She was feeling pretty good about it, until he reminded her that in America very few people spoke this language, either.
"But my mother and father do, and that's what counts at first, that you be able to talk with them. My father speaks your language, too, after a fashion, and my mother will do her best. You'll see. They're gracious people."
"So that's how you learned," she said softly.
If he heard her, he said nothing. She hoped, at least a little, that he hadn't heard, because it would shame her to be kind, if he despised her kindness. Then it would feel like surrender. But she also hoped, perhaps a little more, that he had heard, for they were also words of apology. She regretted her arrogance and criticism, how she had hurt his feelings in her own world and when they first arrived in his. Everything he told her had turned out to be true. For instance, many women dressed just like the men. In fact they all dressed in clothing that she found appalling at first, but was now getting used to. The shoes were amazing, shaped differently for the right and left feet, and even at that, Ivan and Sophia both assured her that they'd find her shoes that fit much better once they got to America, where there was no shortage of shoes the way there were in Ukraine that year.
The officials in the airport in America were even ruder than the ones in Kiev had been, barking orders and shouting in a jumpy, harsh-sounding language that was offensive to hear. To her relief, when Ivan spoke the same language back to them it was not as jumpy and strident, and his calm voice seemed to calm them down as well. More stamping - this time she didn't flinch - and Ivan had to open his bags for them to look through what he brought with him, but soon they were out of the lines and into a crush of people holding up signs in the strange alphabet and calling out to people and hugging them. For a moment she feared that someone would grab her and hug her, too, but then realized they were hugging people they already knew. And here, she knew no one.
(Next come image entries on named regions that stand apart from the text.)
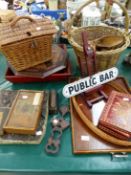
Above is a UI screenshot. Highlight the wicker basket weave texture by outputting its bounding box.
[0,16,56,71]
[69,0,130,72]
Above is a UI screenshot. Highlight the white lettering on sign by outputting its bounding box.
[63,67,119,98]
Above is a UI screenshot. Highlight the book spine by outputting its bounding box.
[98,124,129,140]
[99,121,131,138]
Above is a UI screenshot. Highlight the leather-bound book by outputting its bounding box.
[98,91,131,140]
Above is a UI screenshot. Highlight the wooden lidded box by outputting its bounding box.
[0,16,56,71]
[3,90,44,134]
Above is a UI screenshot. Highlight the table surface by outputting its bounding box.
[0,48,131,174]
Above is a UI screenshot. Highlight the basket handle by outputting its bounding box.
[68,0,129,34]
[10,16,35,27]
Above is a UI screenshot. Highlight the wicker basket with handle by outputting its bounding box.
[68,0,130,71]
[0,16,56,71]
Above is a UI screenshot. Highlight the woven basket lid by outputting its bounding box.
[0,16,56,46]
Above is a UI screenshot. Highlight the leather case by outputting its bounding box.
[71,104,131,154]
[98,91,131,139]
[3,90,44,134]
[71,77,131,154]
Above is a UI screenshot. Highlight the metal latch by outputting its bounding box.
[111,152,128,160]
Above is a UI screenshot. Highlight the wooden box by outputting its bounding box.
[3,90,44,134]
[0,16,56,71]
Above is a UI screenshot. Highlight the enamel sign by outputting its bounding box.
[63,67,119,98]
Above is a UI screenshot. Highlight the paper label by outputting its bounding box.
[33,93,41,105]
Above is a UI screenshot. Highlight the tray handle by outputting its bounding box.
[10,16,35,27]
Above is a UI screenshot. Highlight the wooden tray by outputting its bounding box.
[71,77,131,153]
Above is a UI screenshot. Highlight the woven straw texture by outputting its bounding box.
[68,0,130,72]
[0,16,56,71]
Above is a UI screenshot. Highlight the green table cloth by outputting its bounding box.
[0,48,131,174]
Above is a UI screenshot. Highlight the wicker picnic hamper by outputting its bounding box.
[68,0,130,71]
[0,16,56,71]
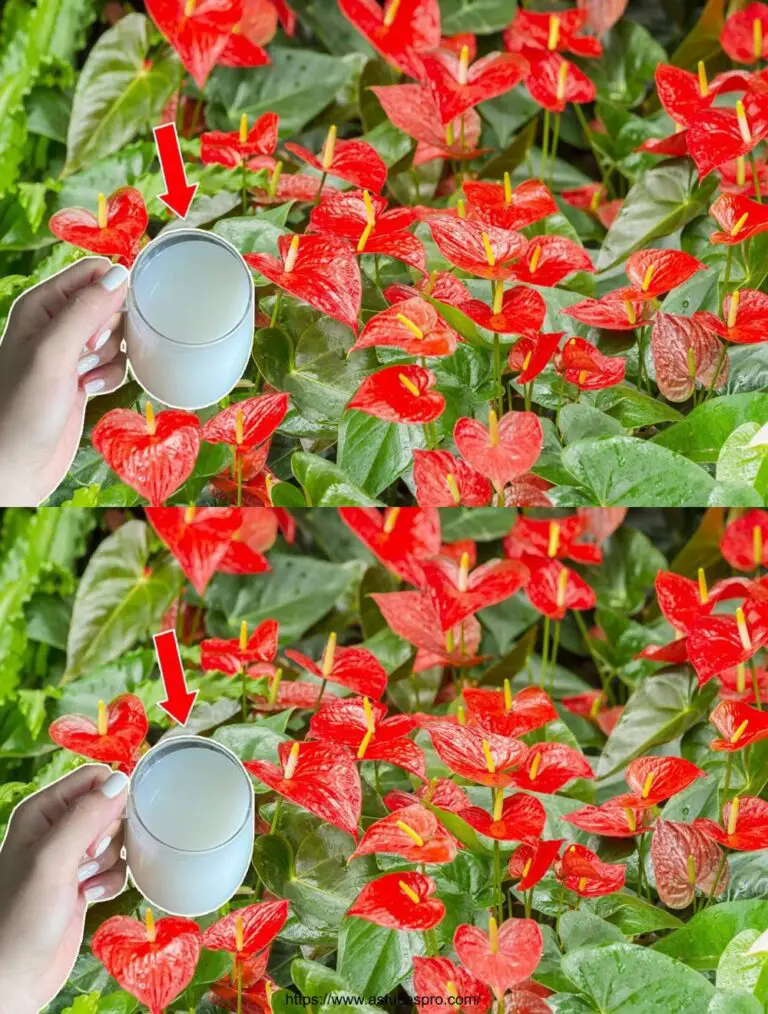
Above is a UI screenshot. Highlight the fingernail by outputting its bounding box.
[93,328,112,352]
[98,771,128,799]
[98,264,130,292]
[93,838,112,859]
[77,356,98,376]
[77,863,98,883]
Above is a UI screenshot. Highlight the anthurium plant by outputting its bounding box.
[0,506,768,1014]
[0,0,768,508]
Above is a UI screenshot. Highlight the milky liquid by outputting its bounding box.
[133,232,252,345]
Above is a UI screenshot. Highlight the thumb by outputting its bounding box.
[42,264,129,364]
[45,771,129,870]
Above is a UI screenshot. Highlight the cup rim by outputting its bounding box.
[128,226,254,350]
[128,735,254,856]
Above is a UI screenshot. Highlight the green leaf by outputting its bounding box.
[562,437,714,507]
[598,672,715,778]
[64,14,181,173]
[563,943,714,1014]
[61,508,179,683]
[598,159,717,271]
[653,391,768,462]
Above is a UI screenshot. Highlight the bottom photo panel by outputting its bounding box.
[0,507,768,1014]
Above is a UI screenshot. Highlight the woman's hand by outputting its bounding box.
[0,257,128,507]
[0,765,128,1014]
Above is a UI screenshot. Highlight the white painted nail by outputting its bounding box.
[93,838,112,859]
[77,863,98,883]
[98,264,130,292]
[98,771,128,799]
[77,356,98,376]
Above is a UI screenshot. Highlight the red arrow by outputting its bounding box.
[153,123,198,218]
[152,631,198,725]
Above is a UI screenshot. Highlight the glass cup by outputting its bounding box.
[126,736,254,916]
[126,228,256,409]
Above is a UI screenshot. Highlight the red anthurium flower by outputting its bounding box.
[504,514,603,564]
[90,402,200,505]
[427,215,528,282]
[413,450,492,507]
[526,50,598,113]
[200,113,278,169]
[506,331,565,383]
[608,249,706,300]
[650,312,728,402]
[692,796,768,852]
[611,756,704,809]
[48,187,149,264]
[146,507,241,595]
[349,803,458,863]
[557,338,627,390]
[709,194,768,245]
[506,838,565,891]
[462,180,558,229]
[688,599,768,683]
[513,743,595,792]
[285,634,387,701]
[687,91,768,177]
[246,740,362,839]
[559,839,627,897]
[90,909,201,1014]
[563,799,652,838]
[650,819,728,909]
[720,3,768,64]
[419,46,529,124]
[413,955,493,1014]
[145,0,242,89]
[309,191,426,272]
[285,127,387,194]
[459,285,547,335]
[523,557,598,620]
[339,0,440,77]
[709,701,768,753]
[427,721,528,788]
[203,901,288,961]
[453,410,544,490]
[563,293,650,331]
[347,364,445,423]
[200,620,278,676]
[245,234,362,334]
[463,680,557,738]
[694,289,768,345]
[720,510,768,571]
[309,698,426,780]
[350,296,461,356]
[370,592,480,672]
[453,916,544,997]
[513,235,595,286]
[423,553,529,631]
[347,871,445,931]
[503,7,603,57]
[48,694,149,766]
[459,789,547,842]
[339,507,440,594]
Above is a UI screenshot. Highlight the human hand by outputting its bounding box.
[0,764,128,1014]
[0,257,128,507]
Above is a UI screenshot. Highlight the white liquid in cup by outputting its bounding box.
[126,736,254,916]
[126,229,255,409]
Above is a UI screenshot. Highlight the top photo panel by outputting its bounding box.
[0,0,768,508]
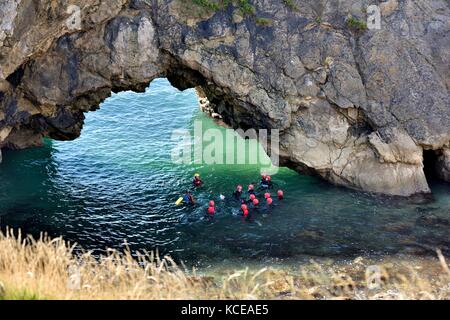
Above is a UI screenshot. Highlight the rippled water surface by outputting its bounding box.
[0,79,450,264]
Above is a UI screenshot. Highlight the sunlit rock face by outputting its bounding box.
[0,0,450,196]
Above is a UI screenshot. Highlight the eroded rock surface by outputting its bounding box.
[0,0,450,196]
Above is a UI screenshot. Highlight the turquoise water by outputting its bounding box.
[0,79,450,265]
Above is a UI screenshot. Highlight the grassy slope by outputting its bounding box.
[0,232,450,299]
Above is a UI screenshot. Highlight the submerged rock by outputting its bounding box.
[0,0,450,196]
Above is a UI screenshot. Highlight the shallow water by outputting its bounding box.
[0,79,450,265]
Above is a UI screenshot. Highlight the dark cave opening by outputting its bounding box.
[423,150,439,187]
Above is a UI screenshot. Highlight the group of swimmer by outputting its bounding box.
[177,173,284,219]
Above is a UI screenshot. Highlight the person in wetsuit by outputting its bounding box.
[192,173,203,188]
[183,190,195,204]
[233,185,242,200]
[261,174,273,189]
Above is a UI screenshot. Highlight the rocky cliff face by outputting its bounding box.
[0,0,450,196]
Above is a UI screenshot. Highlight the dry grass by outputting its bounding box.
[0,230,450,300]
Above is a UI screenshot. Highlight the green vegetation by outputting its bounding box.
[345,17,367,31]
[192,0,255,15]
[0,230,450,300]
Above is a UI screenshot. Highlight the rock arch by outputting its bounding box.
[0,0,450,196]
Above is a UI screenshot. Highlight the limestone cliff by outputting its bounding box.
[0,0,450,196]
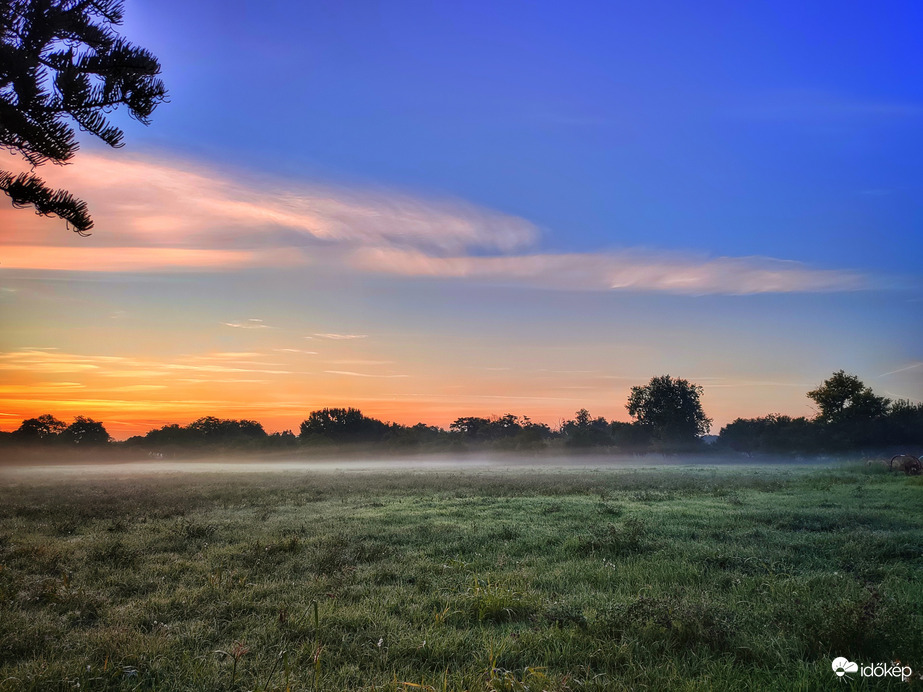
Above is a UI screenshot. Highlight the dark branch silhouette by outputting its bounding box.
[0,0,167,235]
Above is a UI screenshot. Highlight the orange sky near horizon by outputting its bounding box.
[0,152,923,439]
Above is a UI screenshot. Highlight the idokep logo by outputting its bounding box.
[831,656,913,681]
[833,656,859,678]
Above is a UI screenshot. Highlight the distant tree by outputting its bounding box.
[299,408,388,442]
[0,0,167,234]
[449,416,490,439]
[718,413,826,455]
[625,375,711,444]
[188,416,266,445]
[885,399,923,445]
[609,421,653,452]
[61,416,112,447]
[808,370,891,424]
[561,408,612,447]
[13,413,67,442]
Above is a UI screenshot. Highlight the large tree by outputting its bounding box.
[0,0,167,234]
[808,370,891,424]
[625,375,711,443]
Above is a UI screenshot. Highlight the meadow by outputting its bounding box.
[0,456,923,692]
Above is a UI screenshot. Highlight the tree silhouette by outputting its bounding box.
[13,413,67,442]
[808,370,891,423]
[60,416,111,447]
[625,375,711,443]
[0,0,167,235]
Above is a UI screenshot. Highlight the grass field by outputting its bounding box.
[0,464,923,691]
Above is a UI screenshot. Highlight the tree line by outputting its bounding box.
[0,370,923,456]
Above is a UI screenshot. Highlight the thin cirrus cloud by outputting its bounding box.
[0,154,883,294]
[324,370,410,380]
[352,248,874,295]
[221,317,271,329]
[316,333,369,341]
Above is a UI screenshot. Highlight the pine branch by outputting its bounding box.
[0,170,93,235]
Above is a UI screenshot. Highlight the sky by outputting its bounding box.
[0,0,923,439]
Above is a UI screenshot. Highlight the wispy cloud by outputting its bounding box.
[0,151,884,294]
[878,363,923,377]
[3,153,537,252]
[221,318,270,329]
[314,333,369,341]
[353,248,875,295]
[324,370,410,379]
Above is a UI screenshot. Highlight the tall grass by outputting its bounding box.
[0,466,923,691]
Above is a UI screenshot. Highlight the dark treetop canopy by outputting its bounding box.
[0,0,167,233]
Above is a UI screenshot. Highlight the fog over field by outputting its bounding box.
[0,454,841,480]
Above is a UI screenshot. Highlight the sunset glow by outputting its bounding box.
[0,0,923,439]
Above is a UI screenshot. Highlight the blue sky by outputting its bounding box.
[0,0,923,434]
[119,2,923,272]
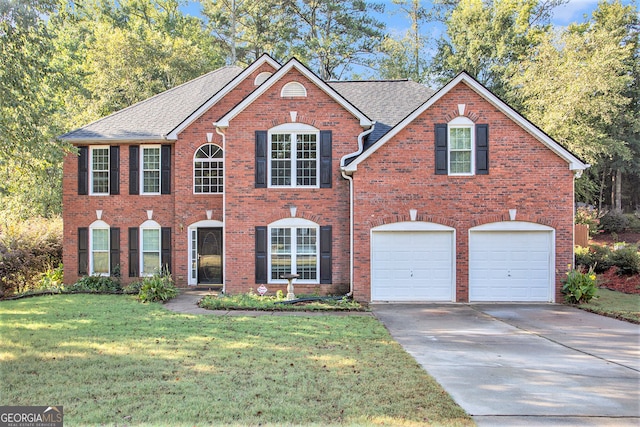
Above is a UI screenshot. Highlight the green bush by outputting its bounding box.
[600,210,629,233]
[138,273,178,302]
[610,245,640,276]
[562,268,598,304]
[68,275,122,294]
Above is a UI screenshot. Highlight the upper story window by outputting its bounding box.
[449,117,475,175]
[140,145,160,194]
[193,144,224,194]
[89,147,109,196]
[269,123,319,187]
[435,116,489,176]
[280,82,307,98]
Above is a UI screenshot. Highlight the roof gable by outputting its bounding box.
[341,72,589,172]
[214,58,373,128]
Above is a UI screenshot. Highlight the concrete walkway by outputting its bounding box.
[372,304,640,427]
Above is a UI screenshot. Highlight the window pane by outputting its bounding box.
[142,147,160,193]
[193,144,224,194]
[449,151,471,173]
[142,229,160,251]
[449,128,471,150]
[296,134,318,185]
[142,252,160,275]
[91,148,109,194]
[92,252,109,274]
[91,229,109,251]
[271,134,291,185]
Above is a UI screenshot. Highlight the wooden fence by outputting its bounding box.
[574,224,589,247]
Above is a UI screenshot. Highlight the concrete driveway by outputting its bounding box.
[372,304,640,426]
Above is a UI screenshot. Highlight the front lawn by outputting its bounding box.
[578,288,640,323]
[0,295,473,426]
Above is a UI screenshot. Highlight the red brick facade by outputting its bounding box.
[63,57,584,302]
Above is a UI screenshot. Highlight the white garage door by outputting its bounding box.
[371,230,454,301]
[469,226,555,302]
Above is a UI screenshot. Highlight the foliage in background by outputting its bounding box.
[562,268,598,304]
[138,271,178,302]
[0,218,62,298]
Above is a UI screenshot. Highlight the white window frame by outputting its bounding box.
[140,144,162,196]
[193,143,226,194]
[139,220,162,277]
[267,123,320,188]
[89,220,111,276]
[447,117,476,176]
[89,145,111,196]
[267,218,320,285]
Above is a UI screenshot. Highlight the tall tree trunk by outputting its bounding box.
[613,169,622,212]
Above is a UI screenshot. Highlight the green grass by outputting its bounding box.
[577,288,640,323]
[0,295,473,426]
[199,293,367,311]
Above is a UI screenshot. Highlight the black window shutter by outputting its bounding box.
[78,146,89,196]
[476,125,489,175]
[436,124,448,175]
[256,227,268,284]
[109,227,120,276]
[320,225,332,284]
[160,227,171,273]
[129,145,140,194]
[109,145,120,195]
[78,227,89,276]
[256,130,268,188]
[320,130,332,188]
[160,145,171,194]
[129,227,140,277]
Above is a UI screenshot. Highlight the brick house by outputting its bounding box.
[62,55,588,302]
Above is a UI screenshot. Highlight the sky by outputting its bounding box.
[183,0,632,29]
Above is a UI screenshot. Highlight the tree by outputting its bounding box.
[0,0,70,219]
[378,0,429,83]
[284,0,384,80]
[202,0,296,64]
[511,1,640,209]
[430,0,566,96]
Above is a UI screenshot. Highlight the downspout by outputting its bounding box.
[214,123,227,294]
[340,122,376,297]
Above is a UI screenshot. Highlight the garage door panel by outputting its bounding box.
[469,230,552,301]
[371,231,453,301]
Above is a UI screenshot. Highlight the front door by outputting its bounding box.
[198,228,222,285]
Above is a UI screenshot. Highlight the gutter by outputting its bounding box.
[340,122,376,297]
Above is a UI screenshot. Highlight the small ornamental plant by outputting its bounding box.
[562,267,598,304]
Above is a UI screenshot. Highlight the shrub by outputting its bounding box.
[68,275,122,294]
[600,210,629,233]
[610,245,640,276]
[0,218,62,298]
[588,245,613,273]
[138,272,178,302]
[562,268,598,304]
[574,246,593,268]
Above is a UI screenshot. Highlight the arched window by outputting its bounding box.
[193,144,224,194]
[280,82,307,98]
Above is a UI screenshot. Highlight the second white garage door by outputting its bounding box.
[371,226,454,301]
[469,223,554,302]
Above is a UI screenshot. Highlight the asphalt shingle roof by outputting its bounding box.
[61,62,434,147]
[61,66,243,141]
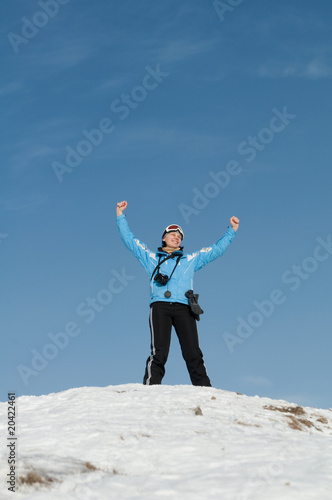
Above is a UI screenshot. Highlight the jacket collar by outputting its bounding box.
[157,247,183,257]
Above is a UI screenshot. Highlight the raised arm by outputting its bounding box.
[190,216,240,271]
[116,201,156,273]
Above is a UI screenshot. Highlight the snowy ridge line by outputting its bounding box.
[0,384,332,500]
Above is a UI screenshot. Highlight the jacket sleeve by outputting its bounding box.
[189,227,236,271]
[117,214,157,273]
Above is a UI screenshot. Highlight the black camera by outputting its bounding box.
[154,273,169,285]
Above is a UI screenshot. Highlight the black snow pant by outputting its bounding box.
[143,301,211,387]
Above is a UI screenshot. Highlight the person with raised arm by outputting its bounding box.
[116,201,239,387]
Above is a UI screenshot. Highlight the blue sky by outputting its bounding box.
[0,0,332,408]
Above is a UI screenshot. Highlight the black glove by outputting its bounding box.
[185,290,204,321]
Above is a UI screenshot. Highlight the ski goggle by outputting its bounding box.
[163,224,184,240]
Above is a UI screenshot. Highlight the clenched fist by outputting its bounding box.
[116,201,128,215]
[229,217,240,231]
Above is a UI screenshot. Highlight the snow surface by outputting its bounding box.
[0,384,332,500]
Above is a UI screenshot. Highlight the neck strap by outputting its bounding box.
[151,255,181,281]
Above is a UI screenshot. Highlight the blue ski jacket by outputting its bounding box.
[117,214,236,304]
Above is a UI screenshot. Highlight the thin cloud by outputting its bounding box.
[241,375,272,387]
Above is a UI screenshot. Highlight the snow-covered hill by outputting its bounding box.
[0,384,332,500]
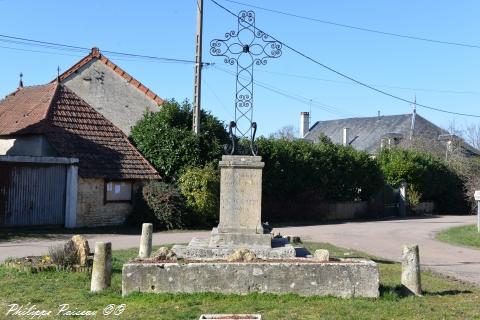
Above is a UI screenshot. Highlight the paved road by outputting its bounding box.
[0,216,480,286]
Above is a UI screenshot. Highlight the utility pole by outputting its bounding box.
[193,0,203,134]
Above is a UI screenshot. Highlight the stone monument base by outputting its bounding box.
[122,258,379,298]
[172,228,296,260]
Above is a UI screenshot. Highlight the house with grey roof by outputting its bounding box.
[300,109,480,156]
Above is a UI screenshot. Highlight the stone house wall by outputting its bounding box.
[76,177,141,227]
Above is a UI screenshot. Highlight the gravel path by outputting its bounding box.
[0,216,480,286]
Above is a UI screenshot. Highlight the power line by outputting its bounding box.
[210,0,480,118]
[257,70,480,95]
[220,0,480,49]
[214,66,351,116]
[0,34,212,66]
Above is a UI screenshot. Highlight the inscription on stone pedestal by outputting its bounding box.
[218,156,264,233]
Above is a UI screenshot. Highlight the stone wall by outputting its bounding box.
[76,178,140,227]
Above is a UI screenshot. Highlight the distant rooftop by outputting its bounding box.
[304,114,448,154]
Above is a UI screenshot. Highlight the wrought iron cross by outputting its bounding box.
[210,11,282,155]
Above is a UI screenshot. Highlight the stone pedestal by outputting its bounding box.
[210,156,271,247]
[173,156,295,259]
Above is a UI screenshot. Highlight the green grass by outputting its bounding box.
[435,225,480,248]
[0,244,480,320]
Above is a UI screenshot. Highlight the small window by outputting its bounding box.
[105,181,132,202]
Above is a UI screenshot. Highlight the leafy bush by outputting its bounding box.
[257,138,383,201]
[127,181,185,229]
[378,149,468,213]
[48,240,80,266]
[257,138,384,221]
[178,164,220,222]
[131,100,228,181]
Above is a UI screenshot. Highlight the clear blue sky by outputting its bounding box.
[0,0,480,134]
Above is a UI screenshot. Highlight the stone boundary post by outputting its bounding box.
[402,244,422,296]
[138,223,153,259]
[90,242,112,292]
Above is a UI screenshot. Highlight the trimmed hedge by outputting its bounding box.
[257,138,383,201]
[257,138,384,222]
[378,149,468,214]
[126,181,186,229]
[178,163,220,224]
[131,99,228,181]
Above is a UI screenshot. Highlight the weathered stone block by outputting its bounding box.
[313,249,330,261]
[90,242,112,292]
[402,245,422,296]
[71,234,90,266]
[122,259,379,298]
[138,223,153,259]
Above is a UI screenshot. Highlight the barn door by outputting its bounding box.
[0,162,66,226]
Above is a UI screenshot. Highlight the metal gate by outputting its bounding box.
[0,161,67,226]
[383,185,400,217]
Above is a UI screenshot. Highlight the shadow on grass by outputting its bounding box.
[379,284,472,300]
[423,290,472,296]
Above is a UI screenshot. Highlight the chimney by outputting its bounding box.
[343,128,350,147]
[300,112,310,138]
[91,47,100,58]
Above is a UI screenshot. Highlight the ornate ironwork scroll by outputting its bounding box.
[210,11,282,155]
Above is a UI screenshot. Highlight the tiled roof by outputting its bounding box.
[0,83,56,135]
[0,83,160,179]
[56,48,163,105]
[305,114,446,154]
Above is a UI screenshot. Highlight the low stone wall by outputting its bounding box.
[122,259,379,298]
But Ivan knew someone. A man and two women.
"God hates me," said Ivan softly in her language. "I told my mother on the phone not to bring Ruthie."
"Your betrothed," murmured Katerina.
Ivan said nothing to that.
Katerina sized up the younger of the women - her confident bearing, her easy grace as she embraced Ivan and then embraced Katerina - and realized that what seemed so familiar about her was that Ruthie felt herself to be a princess as surely as Katerina did. She murmured this to Ivan, who smiled and translated her remark, or some version of it, for the others. Ruthie blushed and smiled, then leaned over and kissed Katerina's cheek.
"I've told them," Ivan murmured, "that the language you speak is an obscure dialect from the Carpathians. And that you're a friend I brought with me. I'll tell them the truth very quickly, but not here in the airport, because it would be wrong to embarrass Ruthie in a public place like this."
Katerina noticed that Ivan's father was listening as best he could to what they were saying. His eyes narrowed, and he began looking back and forth between her and Ivan. But Ivan's mother only embraced her and said something softly in her ear - so softly that she couldn't hear the words, though she'd probably not have been able to understand them even if she'd heard.
"What did your mother say?"
Ivan asked his mother, and, blushing, she whispered the same words to him. He turned red, but then leaned down to translate for Katerina. "Mother says that you are the woman she always hoped I would marry."
Katerina smiled at Mother, even as she murmured back to him, "I thought you didn't tell them we're married."
"I didn't," said Ivan. "My mother is simply a little strange."
"Or very wise," said Katerina.
"That's what she thinks," said Ivan. Then he translated some version of their conversation and the others laughed and nodded. She had no idea what Ivan told them that she'd said, but she nodded and smiled right back at them. Language wasn't going to be a problem after all, because apparently it didn't matter what she said - Ivan would turn it into the right thing when he interpreted.